Dear Peter
I do hope that you will get to read about our buffalo story. But first do we have a story?
Our hypothesised 'reduced' models have 14 or 15 parameters - 7 theta and 7 or 8 migration paths, but most posterior distributions in these runs are like those for the full model that you have seen - i.e. flat distributions,
Does this mean that our mtDNA sequence data cannot recover useful information, or is this information still useful to some degree - see below?
Would increasing the number of replicates, or any other modification of the run specifications, improve the situation?

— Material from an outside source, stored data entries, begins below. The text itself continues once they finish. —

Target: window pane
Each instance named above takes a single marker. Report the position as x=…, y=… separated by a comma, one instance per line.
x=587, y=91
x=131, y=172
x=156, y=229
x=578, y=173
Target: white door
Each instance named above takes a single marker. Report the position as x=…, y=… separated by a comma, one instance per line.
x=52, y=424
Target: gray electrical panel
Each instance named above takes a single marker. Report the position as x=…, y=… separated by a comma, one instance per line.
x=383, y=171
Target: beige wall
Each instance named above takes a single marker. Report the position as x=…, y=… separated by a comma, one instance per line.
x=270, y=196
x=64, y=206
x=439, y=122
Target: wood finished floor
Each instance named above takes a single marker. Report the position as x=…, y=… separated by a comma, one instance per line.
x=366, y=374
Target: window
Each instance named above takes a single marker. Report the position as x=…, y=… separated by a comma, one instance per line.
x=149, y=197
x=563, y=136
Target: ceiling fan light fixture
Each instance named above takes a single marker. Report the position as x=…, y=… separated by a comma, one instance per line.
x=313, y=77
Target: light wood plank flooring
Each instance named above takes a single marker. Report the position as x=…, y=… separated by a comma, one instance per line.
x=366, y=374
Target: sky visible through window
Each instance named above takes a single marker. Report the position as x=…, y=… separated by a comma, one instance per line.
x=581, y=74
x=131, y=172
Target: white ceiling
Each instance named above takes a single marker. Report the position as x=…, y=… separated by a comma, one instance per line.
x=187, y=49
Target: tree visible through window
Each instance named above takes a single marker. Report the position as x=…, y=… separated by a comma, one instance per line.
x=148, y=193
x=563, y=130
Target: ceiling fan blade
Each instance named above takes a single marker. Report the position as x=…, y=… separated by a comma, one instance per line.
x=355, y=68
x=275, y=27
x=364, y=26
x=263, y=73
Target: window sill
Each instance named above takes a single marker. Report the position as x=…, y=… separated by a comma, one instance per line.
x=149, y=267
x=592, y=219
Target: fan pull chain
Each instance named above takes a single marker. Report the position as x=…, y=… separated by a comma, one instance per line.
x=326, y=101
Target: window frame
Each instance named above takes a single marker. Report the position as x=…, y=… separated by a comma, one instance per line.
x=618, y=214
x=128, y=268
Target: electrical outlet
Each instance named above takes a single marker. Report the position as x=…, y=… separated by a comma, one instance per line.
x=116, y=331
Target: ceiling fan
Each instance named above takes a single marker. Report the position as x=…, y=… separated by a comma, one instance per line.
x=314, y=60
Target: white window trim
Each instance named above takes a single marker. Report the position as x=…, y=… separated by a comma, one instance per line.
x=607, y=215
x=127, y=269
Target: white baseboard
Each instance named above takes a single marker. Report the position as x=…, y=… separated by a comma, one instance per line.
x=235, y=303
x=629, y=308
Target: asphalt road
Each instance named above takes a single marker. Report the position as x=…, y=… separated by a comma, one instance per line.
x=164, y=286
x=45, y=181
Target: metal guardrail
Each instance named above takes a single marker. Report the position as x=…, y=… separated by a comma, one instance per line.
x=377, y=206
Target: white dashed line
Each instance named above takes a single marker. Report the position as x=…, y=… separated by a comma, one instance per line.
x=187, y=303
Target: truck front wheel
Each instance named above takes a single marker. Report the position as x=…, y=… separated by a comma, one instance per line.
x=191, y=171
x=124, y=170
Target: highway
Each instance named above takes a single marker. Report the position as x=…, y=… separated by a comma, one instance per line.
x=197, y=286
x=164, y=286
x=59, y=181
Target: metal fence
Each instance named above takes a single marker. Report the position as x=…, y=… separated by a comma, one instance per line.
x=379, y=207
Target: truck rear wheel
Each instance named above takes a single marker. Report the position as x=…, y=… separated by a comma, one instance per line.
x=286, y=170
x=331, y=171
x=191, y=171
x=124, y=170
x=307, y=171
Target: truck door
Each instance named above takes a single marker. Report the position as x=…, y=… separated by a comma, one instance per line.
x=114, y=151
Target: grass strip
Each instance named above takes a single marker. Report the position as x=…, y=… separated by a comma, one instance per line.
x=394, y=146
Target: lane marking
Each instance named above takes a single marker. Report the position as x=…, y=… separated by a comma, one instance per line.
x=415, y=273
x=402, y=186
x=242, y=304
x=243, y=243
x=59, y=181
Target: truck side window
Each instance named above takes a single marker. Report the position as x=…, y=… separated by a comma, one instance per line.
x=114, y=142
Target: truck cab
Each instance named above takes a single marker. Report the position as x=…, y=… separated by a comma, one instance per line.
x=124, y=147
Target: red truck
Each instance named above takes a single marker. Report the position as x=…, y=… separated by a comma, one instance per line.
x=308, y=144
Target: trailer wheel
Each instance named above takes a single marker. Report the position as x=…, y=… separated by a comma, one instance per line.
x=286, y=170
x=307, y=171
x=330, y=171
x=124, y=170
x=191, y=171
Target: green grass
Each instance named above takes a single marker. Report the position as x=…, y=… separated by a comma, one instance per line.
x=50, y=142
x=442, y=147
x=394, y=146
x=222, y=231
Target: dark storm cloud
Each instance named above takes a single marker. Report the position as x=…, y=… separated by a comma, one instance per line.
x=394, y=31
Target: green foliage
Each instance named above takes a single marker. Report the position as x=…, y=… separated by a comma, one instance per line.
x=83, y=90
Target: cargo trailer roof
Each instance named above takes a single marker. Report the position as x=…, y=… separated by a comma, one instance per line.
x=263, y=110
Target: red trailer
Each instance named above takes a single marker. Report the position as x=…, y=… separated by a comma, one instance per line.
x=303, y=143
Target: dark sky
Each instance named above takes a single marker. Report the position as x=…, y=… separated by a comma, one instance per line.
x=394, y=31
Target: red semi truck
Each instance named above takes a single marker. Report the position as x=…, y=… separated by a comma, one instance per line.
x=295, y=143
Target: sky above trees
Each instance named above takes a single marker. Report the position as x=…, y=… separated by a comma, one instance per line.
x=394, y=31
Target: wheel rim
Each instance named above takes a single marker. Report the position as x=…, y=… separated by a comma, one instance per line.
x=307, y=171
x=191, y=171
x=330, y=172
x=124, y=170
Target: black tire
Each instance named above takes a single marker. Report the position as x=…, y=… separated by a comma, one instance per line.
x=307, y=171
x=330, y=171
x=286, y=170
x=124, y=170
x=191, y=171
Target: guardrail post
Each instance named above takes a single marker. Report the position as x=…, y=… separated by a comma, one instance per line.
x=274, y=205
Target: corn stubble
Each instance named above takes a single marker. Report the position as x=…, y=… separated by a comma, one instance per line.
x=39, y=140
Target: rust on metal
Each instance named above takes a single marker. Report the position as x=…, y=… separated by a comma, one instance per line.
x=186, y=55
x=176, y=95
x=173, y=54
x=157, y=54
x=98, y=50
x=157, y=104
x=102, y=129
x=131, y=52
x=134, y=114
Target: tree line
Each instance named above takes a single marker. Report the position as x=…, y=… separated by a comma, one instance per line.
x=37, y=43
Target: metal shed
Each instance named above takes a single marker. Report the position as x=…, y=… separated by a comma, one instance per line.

Given the results, is it still valid to compare the gene flow models using Bayes factors? As noted before, this was the object of the exercise, and log-probabilities do differ. For example, for the Dloop data, the estimates of the log-probability of the data (Bezier approx.) are -
Full model -2301.10
reduced models 1 -2256.31
2 -2258.18
3 -2259.13
4 -2256.20
(2 other models still running). For twoloci and Cytb, differences among the log-probs for different models are even greater.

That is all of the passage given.